In 2016, Roblox reported a user had gotten access to passwords of accounts from 2012 and 2013. Roblox prompted the users who had gotten their passwords leaked in plain text to change their password.
Timeline of Events
On April 1st, 2012, an unknown user caused what would become the website's most notable "hacking". It involved the currency system and item catalogue, the use of the warning banner, and unauthorized user promotions. It is unknown how the perpetrator was able to access Roblox's administrative system. In a 2017 Reddit comment, Gordonrox24, a former moderator, noted that "It was nothing... You won't see it happen again".

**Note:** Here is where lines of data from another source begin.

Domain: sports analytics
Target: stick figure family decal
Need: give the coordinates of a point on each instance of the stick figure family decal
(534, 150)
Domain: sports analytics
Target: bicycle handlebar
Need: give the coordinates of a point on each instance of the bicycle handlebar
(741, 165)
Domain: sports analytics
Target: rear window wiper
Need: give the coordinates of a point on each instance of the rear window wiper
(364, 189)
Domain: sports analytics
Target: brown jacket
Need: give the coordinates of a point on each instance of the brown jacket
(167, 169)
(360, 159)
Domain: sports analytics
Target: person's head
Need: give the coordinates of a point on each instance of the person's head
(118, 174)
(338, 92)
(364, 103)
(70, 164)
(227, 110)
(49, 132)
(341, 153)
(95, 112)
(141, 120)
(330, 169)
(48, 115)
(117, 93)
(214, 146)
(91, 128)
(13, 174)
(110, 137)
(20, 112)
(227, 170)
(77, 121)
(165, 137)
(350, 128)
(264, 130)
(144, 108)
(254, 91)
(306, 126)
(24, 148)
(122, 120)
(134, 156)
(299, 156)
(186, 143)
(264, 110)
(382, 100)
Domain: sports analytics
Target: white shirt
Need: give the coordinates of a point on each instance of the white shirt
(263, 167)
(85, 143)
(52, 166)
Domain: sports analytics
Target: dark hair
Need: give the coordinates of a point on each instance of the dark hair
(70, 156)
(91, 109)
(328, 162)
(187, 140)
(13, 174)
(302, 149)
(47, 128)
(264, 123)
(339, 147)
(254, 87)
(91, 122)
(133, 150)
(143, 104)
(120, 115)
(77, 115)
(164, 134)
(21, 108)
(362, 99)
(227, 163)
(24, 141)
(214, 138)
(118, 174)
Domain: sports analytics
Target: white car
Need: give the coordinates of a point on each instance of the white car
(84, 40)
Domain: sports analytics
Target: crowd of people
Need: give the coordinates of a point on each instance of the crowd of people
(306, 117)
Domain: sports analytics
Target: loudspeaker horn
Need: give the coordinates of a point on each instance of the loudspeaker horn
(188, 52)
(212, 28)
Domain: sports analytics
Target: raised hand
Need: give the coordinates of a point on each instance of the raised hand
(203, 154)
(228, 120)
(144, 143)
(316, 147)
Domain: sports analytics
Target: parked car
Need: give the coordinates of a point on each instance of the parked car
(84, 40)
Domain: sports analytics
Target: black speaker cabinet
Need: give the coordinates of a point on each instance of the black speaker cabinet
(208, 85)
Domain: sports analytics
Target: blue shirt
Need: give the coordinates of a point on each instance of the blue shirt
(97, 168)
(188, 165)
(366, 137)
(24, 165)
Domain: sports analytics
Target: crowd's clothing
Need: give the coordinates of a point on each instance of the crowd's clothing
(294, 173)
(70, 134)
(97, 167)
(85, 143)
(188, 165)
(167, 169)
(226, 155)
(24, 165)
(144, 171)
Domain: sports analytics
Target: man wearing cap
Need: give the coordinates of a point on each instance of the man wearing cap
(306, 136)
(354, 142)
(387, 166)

The suspected precursor to the event was a forum discussion that deteriorated into an argument between Minish and Merely involving money and the economy of Roblox. It is alleged that Minish's account was taken over by the unknown user. Minish bought Merely's famous Domino Crown, which was Merely's personal favorite catalog item. The forums soon exploded with threads discussing the events. As a result, the two users were each given bans. This would also lead to Merely briefly quitting Roblox.
New Catalog Items
The perpetrator released multiple new Roblox assets during this time. He first released a new face into the catalog with the title "c:" on the official Roblox account for 1 Robuck. The only account to purchase it was Stickmasterluke, whose account was assumed compromised. The face's image asset can be retrieved from the Roblox website. Another "c:" face was made, which can also be retrieved on the website. A third face called "hai guize derp" was also released and can be accessed on the Roblox website.
Banners were added to the top of the site and frequently changed colours and displayed objectionable content. Examples include "thank you minish for messing up the economy. nub." and "always share your passwords with strangers, kids!", "Haha these are so funny let's go spam the forums about them :D", "Remember kids tell your parents to vote Ron Paul", "Yo gonna give a shout out to the homies in dah hood", "Do A Barrel roll", and "I'm the annoying orange banner. AHAHAHAHAHAHAHAHAHAHAHAHAHAHAHAHAHAHAHAH".
Multiple users were granted large amounts of Robux throughout the event. Although most of these accounts were apparently rolled back, it is speculated that some users managed to evade losing the entirety of their newfound wealth. An example of one of these users is Misteroe, who managed to evade a ban and successfully trade away and launder an estimated 100,000 to 350,000 ROBUX. There is also some speculation that Misteroe was directly involved with the event.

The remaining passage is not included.